# Vos Animaux > Chiens >  Quelqu'un ici à t'il un Bullmastiff ?

## flopsie

Je cherche des personnes possédant un bullmastiff car j'ai l'occassion d'adoptée une femelle de cette race mais j'aimerais avoir des "témoignages" de personne en possédant pour en savoir le plus possible sur ce chien.
J'ai lu divers sites, mais je me dit que rien ne vaut l'expérience des gens en possédant déjà.

J'ai déjà une bouledogue français de 10 ans, une chatte de 8 ans, 2 lapins et 12 chonnes. J'ai surtout peur de l'entente avec mes autres animaux

----------


## Raven

Je me permet de te répondre vu que tu n'as eu aucune réponse.

Je connais des gens qui ont un mâle. Caractère plutôt facile sauf quand il a ses têtes, et si un chien ne lui plaît pas, attention pour le tenir.... les personnes que je mentionne ont dû se coucher sur le chien pour qu'il se stoppe.

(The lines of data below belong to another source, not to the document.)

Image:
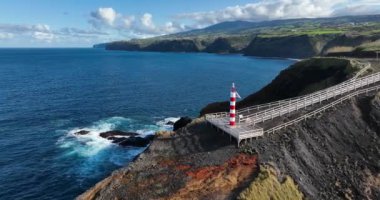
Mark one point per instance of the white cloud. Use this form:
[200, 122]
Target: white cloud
[147, 22]
[44, 36]
[4, 36]
[128, 21]
[133, 26]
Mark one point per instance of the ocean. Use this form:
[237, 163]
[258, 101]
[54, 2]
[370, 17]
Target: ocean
[48, 94]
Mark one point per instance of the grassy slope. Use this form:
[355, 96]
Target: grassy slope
[301, 78]
[239, 34]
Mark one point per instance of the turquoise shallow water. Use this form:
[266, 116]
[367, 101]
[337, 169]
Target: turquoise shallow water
[47, 94]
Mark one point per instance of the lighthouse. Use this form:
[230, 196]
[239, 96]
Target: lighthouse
[233, 95]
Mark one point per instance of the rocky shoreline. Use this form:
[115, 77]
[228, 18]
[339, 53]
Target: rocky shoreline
[333, 156]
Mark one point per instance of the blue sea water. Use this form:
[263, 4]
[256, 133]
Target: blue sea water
[48, 94]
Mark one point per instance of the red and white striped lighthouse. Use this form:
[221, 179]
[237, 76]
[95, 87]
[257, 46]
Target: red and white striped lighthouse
[233, 96]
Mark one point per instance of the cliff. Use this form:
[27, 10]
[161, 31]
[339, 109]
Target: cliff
[335, 155]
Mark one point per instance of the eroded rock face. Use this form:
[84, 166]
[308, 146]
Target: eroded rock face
[116, 133]
[182, 122]
[127, 138]
[82, 132]
[123, 138]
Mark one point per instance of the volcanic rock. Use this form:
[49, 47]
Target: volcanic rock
[182, 122]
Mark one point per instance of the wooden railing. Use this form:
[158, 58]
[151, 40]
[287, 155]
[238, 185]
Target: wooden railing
[323, 108]
[308, 100]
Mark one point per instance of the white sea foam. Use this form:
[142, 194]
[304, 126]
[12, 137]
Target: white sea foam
[90, 144]
[164, 123]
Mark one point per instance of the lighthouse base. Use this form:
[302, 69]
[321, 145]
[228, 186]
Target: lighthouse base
[240, 131]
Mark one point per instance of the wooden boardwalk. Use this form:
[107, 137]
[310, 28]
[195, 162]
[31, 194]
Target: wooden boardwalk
[249, 119]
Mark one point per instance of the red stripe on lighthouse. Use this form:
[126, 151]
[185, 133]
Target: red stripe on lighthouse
[232, 105]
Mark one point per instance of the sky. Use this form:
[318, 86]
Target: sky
[82, 23]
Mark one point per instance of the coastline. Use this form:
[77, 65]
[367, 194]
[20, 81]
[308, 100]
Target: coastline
[195, 161]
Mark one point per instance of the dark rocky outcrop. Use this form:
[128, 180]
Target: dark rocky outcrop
[124, 45]
[182, 45]
[182, 122]
[220, 45]
[114, 133]
[332, 156]
[301, 78]
[298, 46]
[347, 41]
[82, 132]
[136, 141]
[127, 138]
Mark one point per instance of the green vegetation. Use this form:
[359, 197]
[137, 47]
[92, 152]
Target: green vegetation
[266, 186]
[371, 46]
[293, 38]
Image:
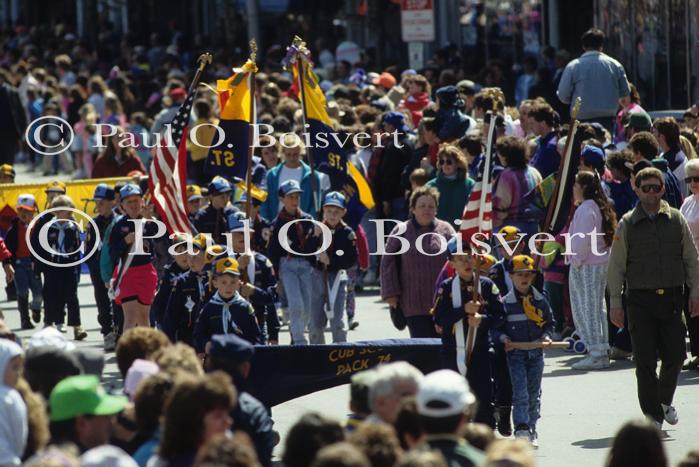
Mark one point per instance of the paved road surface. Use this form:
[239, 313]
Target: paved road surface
[581, 411]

Et je parlais aussi d'un homme de 70kg. C'est pour dire. Je sais que ces gens comptent même prendre une autre femelle, ce que je trouve totalement irresponsable pour ma part.

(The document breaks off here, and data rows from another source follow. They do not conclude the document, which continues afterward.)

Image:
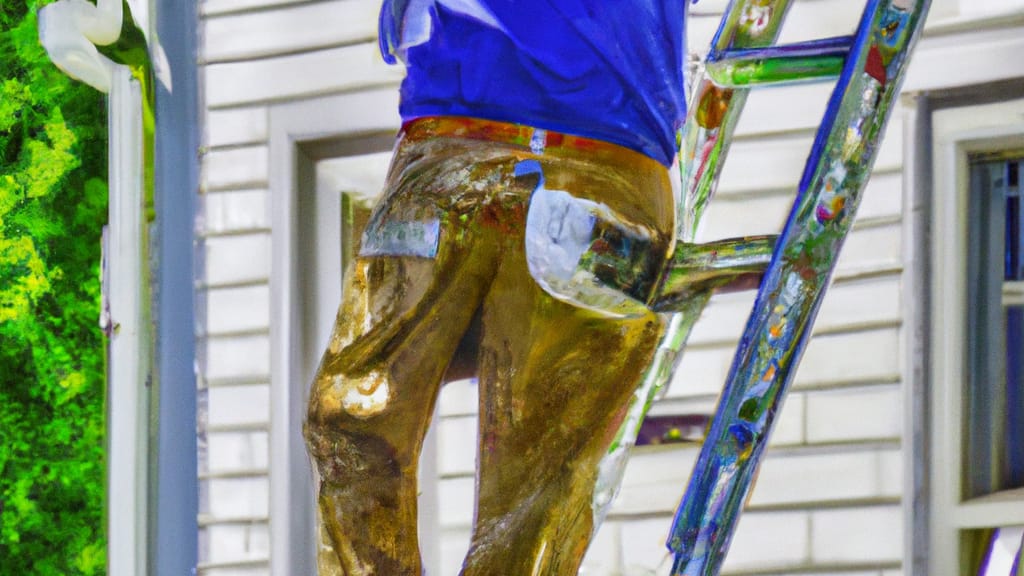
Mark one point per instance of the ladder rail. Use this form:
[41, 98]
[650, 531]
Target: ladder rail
[794, 284]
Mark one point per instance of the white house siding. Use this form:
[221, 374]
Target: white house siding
[828, 496]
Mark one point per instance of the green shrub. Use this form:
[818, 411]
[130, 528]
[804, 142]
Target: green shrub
[52, 207]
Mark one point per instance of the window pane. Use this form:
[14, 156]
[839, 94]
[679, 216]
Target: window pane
[1000, 551]
[994, 396]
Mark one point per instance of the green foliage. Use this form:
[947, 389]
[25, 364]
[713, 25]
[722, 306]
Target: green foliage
[52, 207]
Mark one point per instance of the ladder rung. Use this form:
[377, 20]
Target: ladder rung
[803, 62]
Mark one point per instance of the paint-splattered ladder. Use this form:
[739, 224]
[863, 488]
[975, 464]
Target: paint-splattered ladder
[869, 66]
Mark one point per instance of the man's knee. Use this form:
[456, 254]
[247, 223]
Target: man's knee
[340, 427]
[344, 454]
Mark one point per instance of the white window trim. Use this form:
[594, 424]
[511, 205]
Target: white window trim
[958, 132]
[294, 128]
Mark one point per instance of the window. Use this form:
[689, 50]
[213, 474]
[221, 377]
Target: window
[976, 321]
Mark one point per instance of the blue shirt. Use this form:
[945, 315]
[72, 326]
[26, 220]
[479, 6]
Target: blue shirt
[610, 70]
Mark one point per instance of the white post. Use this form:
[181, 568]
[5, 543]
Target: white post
[129, 366]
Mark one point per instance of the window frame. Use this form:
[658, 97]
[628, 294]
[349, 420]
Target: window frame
[957, 133]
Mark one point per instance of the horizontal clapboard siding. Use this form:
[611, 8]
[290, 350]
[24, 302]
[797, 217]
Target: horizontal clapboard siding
[827, 499]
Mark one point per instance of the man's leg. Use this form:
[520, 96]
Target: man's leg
[554, 383]
[371, 404]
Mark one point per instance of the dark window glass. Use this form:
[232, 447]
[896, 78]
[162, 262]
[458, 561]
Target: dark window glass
[994, 396]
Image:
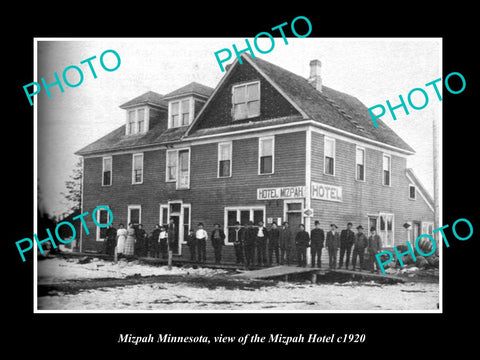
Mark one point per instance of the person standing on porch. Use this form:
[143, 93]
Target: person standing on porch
[121, 238]
[302, 241]
[347, 238]
[201, 237]
[332, 243]
[374, 247]
[250, 238]
[218, 240]
[262, 236]
[361, 243]
[287, 241]
[130, 242]
[317, 238]
[172, 234]
[236, 235]
[110, 240]
[273, 243]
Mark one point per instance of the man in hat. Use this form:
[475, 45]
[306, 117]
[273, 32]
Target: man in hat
[236, 235]
[374, 247]
[262, 238]
[332, 243]
[317, 239]
[218, 240]
[361, 242]
[347, 238]
[250, 238]
[201, 238]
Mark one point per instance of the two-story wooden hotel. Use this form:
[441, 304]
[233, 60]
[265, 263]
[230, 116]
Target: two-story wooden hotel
[265, 144]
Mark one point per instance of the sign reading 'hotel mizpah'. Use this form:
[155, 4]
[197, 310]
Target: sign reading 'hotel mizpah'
[318, 191]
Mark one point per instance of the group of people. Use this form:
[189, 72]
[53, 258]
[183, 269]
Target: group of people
[282, 242]
[134, 240]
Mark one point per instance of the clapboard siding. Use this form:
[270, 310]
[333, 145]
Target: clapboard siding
[365, 197]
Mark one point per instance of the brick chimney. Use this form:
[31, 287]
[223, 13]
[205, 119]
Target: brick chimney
[315, 79]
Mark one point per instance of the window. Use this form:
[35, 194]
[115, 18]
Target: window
[103, 218]
[180, 113]
[137, 169]
[184, 169]
[411, 192]
[360, 161]
[141, 120]
[131, 122]
[107, 171]
[329, 151]
[134, 214]
[246, 100]
[224, 159]
[136, 121]
[171, 165]
[386, 169]
[385, 230]
[178, 168]
[265, 153]
[243, 214]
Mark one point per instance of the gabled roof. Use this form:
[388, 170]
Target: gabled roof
[330, 108]
[117, 140]
[149, 98]
[193, 88]
[421, 189]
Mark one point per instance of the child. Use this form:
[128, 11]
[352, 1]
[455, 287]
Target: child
[201, 238]
[192, 244]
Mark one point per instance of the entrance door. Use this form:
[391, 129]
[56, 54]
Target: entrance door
[176, 248]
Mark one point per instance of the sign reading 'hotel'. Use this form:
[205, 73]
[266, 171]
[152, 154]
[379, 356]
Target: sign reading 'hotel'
[318, 191]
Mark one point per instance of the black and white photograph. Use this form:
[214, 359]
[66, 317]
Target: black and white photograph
[211, 175]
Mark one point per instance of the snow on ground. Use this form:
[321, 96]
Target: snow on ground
[181, 296]
[58, 270]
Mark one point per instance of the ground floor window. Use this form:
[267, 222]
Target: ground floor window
[103, 218]
[242, 214]
[385, 225]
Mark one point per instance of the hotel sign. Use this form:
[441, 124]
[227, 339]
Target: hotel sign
[318, 191]
[326, 192]
[287, 192]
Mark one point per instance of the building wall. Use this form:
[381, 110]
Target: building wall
[208, 194]
[360, 198]
[219, 111]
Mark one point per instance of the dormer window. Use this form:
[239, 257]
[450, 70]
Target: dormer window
[180, 113]
[246, 100]
[136, 121]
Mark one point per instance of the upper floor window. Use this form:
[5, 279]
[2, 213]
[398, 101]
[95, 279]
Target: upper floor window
[178, 168]
[246, 100]
[107, 171]
[137, 168]
[266, 155]
[180, 113]
[136, 121]
[412, 192]
[387, 164]
[329, 151]
[360, 161]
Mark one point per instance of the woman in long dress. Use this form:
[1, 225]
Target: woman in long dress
[121, 237]
[130, 241]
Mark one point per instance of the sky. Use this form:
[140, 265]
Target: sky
[372, 70]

C'est une race de chien qui a énormément de force, si tu es une femme, il faudrait un homme pour le tenir, et un homme très costaud. 
Que ce soit femelle, ou mâle, d'ailleurs. Donc je le dis en toute honnêteté si tu es une femme de 50kg, je pense que c'est vraiment un chien à oublier. Y'a pleins de gros chiens différents qui n'auront pas le tempérament du Bullmastiff et surtout sa force.

C'est un chien très têtu donc si tu comptes vraiment adopter ta femelle, va falloir la faire obéir au doigt et à l’œil. Donc cours d'éducs à fond.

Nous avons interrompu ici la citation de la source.